While I was dragged by an insidious band
Of pyrates—savage bloodhounds—into bondage.
But, witness, heaven! witness, ye midnight hours,
That heard my ceaseless groans, how her dear image
Grew to my very heart!"—The Desart Island, 1760.

Sleepless, and with the horrible conversation of Birrel and Dobbie still tingling in his ears, Roland passed the night in that frame of mind we have endeavoured to describe, though it can be better conceived.

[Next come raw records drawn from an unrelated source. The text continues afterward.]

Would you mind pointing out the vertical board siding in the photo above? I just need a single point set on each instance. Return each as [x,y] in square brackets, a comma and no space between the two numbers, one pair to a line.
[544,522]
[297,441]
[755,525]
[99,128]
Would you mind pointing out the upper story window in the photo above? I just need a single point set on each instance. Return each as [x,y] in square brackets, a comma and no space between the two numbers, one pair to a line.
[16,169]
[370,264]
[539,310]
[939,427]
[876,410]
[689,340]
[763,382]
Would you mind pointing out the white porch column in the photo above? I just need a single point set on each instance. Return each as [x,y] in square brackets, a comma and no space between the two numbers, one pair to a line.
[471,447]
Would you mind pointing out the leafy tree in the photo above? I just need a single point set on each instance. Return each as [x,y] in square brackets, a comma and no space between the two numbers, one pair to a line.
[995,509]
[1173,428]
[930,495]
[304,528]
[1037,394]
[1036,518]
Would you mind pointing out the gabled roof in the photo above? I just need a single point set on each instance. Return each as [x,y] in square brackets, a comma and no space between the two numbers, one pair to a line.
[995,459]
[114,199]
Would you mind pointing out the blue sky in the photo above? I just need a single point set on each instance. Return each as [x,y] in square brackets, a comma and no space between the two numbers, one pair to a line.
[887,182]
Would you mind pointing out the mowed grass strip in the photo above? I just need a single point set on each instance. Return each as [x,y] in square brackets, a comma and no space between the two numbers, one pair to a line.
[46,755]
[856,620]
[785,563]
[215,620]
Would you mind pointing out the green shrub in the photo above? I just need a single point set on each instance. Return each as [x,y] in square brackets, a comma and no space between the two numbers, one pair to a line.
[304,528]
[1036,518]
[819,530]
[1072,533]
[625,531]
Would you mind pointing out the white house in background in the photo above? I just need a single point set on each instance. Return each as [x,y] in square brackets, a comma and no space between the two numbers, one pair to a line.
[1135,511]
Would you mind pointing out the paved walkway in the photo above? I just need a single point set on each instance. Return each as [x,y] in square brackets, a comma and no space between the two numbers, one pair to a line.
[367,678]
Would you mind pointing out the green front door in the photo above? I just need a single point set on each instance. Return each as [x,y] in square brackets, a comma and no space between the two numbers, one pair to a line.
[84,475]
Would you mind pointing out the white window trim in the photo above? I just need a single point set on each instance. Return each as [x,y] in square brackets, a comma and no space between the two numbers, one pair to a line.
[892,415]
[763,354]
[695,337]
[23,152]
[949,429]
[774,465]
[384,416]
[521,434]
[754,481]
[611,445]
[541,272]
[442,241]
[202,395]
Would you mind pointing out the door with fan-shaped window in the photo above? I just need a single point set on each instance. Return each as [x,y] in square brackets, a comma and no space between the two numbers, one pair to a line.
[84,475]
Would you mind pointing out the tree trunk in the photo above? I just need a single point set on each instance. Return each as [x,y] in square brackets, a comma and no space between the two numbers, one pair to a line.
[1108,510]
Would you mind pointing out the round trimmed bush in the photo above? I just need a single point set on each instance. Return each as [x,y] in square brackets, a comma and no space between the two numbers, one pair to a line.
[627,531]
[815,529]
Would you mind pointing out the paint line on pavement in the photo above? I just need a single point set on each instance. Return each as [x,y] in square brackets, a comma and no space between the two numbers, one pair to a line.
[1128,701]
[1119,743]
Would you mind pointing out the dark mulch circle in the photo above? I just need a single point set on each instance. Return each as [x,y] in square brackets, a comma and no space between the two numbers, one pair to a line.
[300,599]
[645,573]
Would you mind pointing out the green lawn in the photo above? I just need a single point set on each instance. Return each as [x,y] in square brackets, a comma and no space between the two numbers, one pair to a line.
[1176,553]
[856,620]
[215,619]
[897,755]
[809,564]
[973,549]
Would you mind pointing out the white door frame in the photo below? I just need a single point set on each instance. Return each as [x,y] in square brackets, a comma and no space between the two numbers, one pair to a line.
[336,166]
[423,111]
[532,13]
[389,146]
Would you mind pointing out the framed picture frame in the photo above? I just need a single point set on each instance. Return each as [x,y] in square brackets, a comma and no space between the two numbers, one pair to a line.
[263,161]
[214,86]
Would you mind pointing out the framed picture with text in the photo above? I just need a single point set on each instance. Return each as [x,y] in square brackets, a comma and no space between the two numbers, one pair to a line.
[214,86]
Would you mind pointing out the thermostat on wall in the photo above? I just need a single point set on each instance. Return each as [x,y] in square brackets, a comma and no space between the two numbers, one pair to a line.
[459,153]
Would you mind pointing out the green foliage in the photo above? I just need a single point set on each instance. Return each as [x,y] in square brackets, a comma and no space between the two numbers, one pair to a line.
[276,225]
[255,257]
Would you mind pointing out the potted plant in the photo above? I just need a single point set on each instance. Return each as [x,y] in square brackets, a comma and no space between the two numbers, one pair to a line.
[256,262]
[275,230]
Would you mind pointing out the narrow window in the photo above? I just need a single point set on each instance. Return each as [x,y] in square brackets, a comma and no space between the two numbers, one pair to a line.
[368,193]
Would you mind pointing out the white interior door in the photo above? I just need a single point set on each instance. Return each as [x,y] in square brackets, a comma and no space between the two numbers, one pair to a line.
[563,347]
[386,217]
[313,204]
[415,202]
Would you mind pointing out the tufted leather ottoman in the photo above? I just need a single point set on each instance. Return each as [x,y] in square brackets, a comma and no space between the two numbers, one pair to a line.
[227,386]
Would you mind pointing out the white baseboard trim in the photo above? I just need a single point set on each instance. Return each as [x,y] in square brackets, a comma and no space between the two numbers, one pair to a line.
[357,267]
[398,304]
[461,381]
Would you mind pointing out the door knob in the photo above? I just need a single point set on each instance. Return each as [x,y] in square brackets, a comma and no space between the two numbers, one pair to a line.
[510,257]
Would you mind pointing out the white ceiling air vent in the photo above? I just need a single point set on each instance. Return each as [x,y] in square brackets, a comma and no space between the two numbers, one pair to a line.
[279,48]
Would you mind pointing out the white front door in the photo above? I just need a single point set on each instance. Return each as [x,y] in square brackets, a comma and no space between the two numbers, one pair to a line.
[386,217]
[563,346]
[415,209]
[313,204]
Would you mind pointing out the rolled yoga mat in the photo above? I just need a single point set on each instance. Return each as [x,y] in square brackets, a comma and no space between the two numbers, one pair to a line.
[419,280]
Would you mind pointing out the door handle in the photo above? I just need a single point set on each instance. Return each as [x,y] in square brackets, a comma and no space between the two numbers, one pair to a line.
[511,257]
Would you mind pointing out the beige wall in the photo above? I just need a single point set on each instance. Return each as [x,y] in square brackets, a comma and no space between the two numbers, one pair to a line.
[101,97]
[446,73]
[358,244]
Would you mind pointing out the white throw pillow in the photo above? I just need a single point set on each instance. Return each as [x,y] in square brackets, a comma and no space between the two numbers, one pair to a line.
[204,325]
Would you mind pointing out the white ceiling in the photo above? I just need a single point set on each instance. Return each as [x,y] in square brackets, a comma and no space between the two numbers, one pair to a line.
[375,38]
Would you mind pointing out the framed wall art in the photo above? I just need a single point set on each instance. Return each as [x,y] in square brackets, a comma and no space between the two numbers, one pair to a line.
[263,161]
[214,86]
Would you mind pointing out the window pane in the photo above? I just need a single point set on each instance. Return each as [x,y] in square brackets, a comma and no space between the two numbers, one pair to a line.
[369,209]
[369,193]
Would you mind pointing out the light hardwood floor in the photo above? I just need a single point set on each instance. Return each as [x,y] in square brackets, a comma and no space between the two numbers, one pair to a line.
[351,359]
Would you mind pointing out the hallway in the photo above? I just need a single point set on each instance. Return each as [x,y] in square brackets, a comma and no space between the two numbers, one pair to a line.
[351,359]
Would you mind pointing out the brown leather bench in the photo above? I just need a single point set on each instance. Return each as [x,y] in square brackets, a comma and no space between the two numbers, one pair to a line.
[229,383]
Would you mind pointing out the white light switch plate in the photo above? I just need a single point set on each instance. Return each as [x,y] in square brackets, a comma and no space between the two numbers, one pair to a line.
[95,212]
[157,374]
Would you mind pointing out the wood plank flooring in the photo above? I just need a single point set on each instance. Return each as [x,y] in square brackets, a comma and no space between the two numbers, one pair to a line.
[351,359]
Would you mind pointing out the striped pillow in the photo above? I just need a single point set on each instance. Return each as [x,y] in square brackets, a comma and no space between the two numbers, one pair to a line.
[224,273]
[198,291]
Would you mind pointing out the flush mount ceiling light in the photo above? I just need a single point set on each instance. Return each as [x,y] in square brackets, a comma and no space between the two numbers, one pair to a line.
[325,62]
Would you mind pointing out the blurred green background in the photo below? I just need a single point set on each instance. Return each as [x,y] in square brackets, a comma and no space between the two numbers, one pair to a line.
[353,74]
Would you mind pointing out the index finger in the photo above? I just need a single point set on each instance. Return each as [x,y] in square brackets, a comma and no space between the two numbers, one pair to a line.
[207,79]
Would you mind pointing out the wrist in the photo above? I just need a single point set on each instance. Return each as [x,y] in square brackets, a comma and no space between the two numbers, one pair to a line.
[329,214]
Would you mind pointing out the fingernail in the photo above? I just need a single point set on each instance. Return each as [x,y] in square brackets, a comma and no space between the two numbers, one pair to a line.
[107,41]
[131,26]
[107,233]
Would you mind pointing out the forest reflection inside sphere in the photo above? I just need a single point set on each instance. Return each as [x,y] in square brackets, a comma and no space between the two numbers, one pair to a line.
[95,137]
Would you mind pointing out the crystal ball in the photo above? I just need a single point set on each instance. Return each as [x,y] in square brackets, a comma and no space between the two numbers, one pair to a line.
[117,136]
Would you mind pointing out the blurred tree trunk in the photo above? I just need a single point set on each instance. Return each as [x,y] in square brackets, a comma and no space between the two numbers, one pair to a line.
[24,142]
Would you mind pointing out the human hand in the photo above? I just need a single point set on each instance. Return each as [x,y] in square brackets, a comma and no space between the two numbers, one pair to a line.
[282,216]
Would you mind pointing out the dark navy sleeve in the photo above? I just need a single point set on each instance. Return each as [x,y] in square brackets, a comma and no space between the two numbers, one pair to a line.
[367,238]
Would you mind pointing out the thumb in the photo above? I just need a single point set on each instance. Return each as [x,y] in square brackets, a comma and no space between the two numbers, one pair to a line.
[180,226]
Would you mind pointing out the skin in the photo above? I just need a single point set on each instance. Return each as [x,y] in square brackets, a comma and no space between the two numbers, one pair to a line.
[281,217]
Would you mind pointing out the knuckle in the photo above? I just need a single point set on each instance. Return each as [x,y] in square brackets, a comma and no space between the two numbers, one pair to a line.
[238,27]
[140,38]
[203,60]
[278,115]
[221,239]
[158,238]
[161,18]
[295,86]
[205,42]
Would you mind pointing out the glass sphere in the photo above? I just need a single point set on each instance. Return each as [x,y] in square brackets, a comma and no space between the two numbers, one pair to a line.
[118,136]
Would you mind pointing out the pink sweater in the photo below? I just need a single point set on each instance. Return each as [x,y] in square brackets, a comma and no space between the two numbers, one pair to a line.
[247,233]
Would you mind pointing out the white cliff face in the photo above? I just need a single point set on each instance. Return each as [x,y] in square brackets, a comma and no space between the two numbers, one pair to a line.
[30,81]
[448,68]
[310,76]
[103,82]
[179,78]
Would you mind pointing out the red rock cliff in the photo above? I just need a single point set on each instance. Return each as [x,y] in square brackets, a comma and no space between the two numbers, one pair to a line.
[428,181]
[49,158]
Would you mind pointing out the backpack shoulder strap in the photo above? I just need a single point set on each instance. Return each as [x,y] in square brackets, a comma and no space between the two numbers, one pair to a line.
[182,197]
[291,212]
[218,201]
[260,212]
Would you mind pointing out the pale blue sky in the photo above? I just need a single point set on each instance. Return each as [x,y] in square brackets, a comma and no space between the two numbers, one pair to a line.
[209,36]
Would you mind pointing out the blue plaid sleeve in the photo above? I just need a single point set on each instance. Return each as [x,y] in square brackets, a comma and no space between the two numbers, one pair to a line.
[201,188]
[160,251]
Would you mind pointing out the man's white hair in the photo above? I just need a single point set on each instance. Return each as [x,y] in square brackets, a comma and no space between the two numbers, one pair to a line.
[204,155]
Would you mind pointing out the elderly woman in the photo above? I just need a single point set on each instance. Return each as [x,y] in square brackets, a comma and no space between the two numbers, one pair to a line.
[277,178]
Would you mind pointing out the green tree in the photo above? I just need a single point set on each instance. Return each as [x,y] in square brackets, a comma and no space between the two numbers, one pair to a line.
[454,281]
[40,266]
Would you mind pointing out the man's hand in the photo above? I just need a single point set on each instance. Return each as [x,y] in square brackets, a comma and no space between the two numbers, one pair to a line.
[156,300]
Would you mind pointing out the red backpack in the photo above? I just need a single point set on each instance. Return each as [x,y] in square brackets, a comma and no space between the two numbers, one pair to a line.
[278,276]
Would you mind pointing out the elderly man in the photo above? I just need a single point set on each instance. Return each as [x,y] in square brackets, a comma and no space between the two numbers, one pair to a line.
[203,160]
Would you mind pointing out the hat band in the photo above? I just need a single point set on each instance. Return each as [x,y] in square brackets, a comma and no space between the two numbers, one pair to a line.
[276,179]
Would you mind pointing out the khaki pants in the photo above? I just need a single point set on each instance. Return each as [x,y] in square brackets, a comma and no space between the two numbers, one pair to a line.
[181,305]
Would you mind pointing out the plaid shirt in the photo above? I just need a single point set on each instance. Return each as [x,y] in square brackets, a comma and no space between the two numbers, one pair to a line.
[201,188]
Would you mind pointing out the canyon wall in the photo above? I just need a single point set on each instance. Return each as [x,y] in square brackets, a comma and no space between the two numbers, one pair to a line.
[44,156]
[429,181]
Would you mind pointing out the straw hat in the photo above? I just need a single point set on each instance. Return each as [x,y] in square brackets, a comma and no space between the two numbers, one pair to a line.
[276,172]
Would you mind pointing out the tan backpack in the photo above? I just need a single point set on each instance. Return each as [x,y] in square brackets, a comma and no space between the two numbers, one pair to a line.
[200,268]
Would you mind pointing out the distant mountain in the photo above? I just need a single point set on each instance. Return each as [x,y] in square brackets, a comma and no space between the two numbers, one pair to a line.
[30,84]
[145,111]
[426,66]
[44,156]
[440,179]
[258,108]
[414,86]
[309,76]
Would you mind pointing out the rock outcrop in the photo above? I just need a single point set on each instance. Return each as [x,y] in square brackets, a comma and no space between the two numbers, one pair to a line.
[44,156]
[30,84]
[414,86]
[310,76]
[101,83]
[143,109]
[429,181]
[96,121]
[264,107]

The morning dawned, and the thick gratings of the windows appeared in strong relief against the saffron sky, and sounds of life arose from the waking city below. The bright sun was gilding the vane of St. Giles, the spire of the Dominicans, the square tower of St. Mary-in-the-Fields, and the lofty summits of the town, while, like a golden snake, the Forth was seen winding afar between the wooded mountains of the west.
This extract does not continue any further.